Out of COP and into communities: why the Government needs to make room for local climate action

October 26, 2021  

Jessica Studdert explains how disadvantaged communities can play a part in the fight against climate change – if they are given the power they need.

There was once a time when climate change was something of a middle-class concern – an abstract phenomenon that you worried about if you could afford to.

But as the mounting toll of extreme weather events shows, it’s all getting a bit more real for everyone. And guess what? Like so many other crises, from pandemics to recessions, it’s the poorest communities who will be hit hardest.

New Local’s new report Communities Vs Climate Change warns that the upheaval associated with decarbonising our economy could deepen existing inequalities between areas.

The new National Net Zero strategy pays lip service to levelling up and net zero going hand in hand.

But unless the Government pursues a bold approach to devolving the tools and resources communities need to manage the green transition effectively, there is a risk the levelling up agenda is derailed before it even gets going.

The impact of climate change on communities

The impact of climate change will not fall evenly across our country.

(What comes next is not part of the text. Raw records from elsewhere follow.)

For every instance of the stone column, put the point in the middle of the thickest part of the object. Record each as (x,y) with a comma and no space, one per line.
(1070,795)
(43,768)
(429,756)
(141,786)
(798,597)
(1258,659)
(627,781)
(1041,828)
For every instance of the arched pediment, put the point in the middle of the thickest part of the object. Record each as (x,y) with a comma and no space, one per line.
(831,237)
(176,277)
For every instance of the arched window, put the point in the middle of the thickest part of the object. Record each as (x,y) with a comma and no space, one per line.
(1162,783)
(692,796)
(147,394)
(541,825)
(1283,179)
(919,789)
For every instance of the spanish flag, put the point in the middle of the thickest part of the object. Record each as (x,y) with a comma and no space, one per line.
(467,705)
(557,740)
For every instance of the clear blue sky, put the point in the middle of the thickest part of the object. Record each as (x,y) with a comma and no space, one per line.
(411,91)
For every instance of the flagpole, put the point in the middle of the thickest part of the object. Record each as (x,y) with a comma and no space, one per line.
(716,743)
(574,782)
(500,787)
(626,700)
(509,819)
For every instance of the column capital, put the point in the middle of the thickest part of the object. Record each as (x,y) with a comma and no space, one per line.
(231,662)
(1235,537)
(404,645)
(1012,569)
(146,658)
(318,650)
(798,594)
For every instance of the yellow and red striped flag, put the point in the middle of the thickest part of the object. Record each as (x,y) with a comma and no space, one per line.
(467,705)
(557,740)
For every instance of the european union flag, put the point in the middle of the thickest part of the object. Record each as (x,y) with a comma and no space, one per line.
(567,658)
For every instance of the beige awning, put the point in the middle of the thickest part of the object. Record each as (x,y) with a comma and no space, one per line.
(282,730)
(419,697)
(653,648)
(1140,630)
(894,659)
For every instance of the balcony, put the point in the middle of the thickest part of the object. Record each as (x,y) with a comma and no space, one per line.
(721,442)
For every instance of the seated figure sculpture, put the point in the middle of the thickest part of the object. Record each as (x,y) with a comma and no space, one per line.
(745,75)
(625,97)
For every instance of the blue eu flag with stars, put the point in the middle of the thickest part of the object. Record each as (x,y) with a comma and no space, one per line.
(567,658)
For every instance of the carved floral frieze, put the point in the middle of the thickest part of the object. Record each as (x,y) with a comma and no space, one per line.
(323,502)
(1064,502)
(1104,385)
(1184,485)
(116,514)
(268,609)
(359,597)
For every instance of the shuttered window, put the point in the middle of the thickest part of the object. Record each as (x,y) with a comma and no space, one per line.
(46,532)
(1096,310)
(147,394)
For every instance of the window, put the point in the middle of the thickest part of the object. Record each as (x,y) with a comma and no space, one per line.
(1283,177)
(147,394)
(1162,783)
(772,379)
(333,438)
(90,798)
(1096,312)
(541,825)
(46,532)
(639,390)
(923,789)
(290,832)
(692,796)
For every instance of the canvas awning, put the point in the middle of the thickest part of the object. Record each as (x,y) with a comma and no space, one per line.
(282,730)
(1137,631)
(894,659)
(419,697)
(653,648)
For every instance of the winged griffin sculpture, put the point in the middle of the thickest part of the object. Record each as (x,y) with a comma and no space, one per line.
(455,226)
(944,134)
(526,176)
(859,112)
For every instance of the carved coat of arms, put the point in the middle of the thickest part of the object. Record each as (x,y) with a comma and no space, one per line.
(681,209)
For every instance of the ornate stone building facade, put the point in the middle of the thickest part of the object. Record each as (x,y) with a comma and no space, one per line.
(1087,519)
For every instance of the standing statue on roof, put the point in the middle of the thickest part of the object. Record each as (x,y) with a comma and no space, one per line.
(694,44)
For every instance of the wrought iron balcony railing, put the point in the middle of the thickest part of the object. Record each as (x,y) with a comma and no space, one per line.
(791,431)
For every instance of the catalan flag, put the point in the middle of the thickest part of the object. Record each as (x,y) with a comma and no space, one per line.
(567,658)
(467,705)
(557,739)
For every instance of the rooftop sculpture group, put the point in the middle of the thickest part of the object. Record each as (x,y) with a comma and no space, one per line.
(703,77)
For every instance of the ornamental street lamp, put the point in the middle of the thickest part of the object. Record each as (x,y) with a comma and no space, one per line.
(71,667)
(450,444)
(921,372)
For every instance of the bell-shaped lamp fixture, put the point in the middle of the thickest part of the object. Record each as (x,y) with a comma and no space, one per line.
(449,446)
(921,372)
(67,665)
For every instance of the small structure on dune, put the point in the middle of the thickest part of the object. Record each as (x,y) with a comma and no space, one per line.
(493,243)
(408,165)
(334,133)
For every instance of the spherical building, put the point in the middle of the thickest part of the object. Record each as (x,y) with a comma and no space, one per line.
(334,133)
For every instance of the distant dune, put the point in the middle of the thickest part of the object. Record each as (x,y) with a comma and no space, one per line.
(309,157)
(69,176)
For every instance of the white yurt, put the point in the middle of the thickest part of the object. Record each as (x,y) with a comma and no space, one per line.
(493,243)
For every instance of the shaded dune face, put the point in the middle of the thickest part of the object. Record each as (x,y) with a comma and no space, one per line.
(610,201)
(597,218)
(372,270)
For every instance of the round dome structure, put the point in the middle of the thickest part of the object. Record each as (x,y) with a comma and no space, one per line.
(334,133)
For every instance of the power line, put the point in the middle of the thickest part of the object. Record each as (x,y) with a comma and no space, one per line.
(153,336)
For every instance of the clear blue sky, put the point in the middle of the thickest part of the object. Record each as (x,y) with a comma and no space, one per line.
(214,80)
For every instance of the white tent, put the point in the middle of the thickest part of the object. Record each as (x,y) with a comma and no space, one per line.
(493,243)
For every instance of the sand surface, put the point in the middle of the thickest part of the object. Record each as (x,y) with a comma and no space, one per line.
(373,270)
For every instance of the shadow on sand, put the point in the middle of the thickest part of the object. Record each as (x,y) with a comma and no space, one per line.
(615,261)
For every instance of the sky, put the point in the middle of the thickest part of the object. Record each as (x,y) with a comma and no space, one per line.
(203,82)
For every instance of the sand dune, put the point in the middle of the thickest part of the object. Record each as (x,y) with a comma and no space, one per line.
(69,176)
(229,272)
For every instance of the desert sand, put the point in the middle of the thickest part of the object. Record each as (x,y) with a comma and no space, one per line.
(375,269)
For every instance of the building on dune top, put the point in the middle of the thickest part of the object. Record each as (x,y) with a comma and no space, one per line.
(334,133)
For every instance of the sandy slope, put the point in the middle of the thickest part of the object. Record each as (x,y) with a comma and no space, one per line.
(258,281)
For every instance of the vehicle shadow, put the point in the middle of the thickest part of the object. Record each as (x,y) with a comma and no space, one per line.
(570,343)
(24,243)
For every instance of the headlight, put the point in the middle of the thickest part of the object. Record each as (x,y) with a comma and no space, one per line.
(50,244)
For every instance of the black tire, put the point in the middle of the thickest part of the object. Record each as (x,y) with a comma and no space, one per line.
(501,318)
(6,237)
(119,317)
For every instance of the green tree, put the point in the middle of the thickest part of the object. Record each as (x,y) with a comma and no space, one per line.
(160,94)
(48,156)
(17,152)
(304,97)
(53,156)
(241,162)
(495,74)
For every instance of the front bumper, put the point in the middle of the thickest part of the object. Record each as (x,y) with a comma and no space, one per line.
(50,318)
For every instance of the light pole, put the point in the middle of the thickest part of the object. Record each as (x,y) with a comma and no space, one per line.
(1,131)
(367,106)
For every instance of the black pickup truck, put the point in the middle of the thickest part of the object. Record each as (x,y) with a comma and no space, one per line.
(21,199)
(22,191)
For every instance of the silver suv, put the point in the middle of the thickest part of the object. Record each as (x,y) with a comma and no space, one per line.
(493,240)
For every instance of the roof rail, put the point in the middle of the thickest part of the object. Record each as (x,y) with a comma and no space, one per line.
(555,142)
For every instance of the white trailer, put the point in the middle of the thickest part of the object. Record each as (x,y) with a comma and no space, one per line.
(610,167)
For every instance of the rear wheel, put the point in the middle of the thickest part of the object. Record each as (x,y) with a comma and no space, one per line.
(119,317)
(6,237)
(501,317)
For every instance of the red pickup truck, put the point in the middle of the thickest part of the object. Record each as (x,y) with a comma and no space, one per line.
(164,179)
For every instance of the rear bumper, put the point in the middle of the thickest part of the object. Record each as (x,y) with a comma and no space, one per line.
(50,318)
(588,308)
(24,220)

We have witnessed this year how densely populated inner-city areas with lower-quality housing can be more vulnerable to flash-flooding.

Coastal towns experience higher levels of deprivation than non-coastal towns, and of course will be more vulnerable to coastal flooding and erosion over the years.

The requirements of adapting to a net zero carbon future will place different demands on different communities.

For example, those areas where jobs are centred on energy-hungry industry will experience significant labour market disruption. Those whose livelihoods depend on carbon-intensive processes will need to be reskilled. The term ‘green jobs’ is often loosely used as a catch all opportunity – but ensuring those jobs are filled by the people vacating redundant positions won’t happen by accident. It will require highly focussed skills strategies anchored in local economic realities.

As we have learnt from the experience of previous industrial transitions, if a community is not to be left behind it must be actively helped to keep in step.

Community-led action is a ‘win-win’ for economy and climate

Our research reveals some grounds for optimism if we take an approach rooted in communities. Vitally, we have found that community-led action on climate change is often able to combine economic and environmental goals. As a result, they are shifting towards creating more sustainable local economies – more quickly than national efforts can manage.

The experience of the resident-led community group Ambition Lawrence Weston, on an estate on the edge of Bristol, demonstrates this in practice.

The neighbourhood has many characteristics of ‘left behind’ areas, overall a prevailing sense that the community had been overlooked and that local infrastructure had decayed during austerity. Residents first came together motivated by concerns over lack of affordable housing and the dearth of fresh food shops in the area.

But over time, the increasingly organised community has ended up creating a direct stake in a more sustainable local economy. They receive 50% of the profits of a local solar farm and have set up a community energy company that is overseeing a new wind turbine, which will power local homes and reduce energy bills.

It’s easy to write off more disadvantaged communities as not interested in climate change because they have more immediate economic goals of putting food on the table and paying the bills. But these examples of community-led action show that the very process of strengthening and organising communities to respond to real life challenges can quickly end up morphing into activity that has positive climate outcomes and reduces the cost of living.

Building this ‘win-win’ circularity of economic and environmental aims cannot simply be done from on high. The Net Zero Strategy pays lip service to levelling up, but there is no commitment to new resource to make this meaningful: instead existing funding streams are simply recycled. 

Local areas need freedom

It won’t be enough to simply expand the Levelling Up Fund to include net zero aims – we need a renewed, more radical devolution as the core route to an equitable and effective climate response.

Local areas need to be given the freedom and flexibility to create responsive local economic strategies and invest where its needed, which will vary from place to place. In some areas the emphasis might be on transport, in others the priority might be skills – a rigid national response won’t be able to adapt in this way.

Nor will the Government be able to galvanise people the way that well-connected community groups and council teams can do. Instead, to achieve an equitable transition to a greener future, communities themselves need to be in the driving seat to navigate and lead the change from the ground up.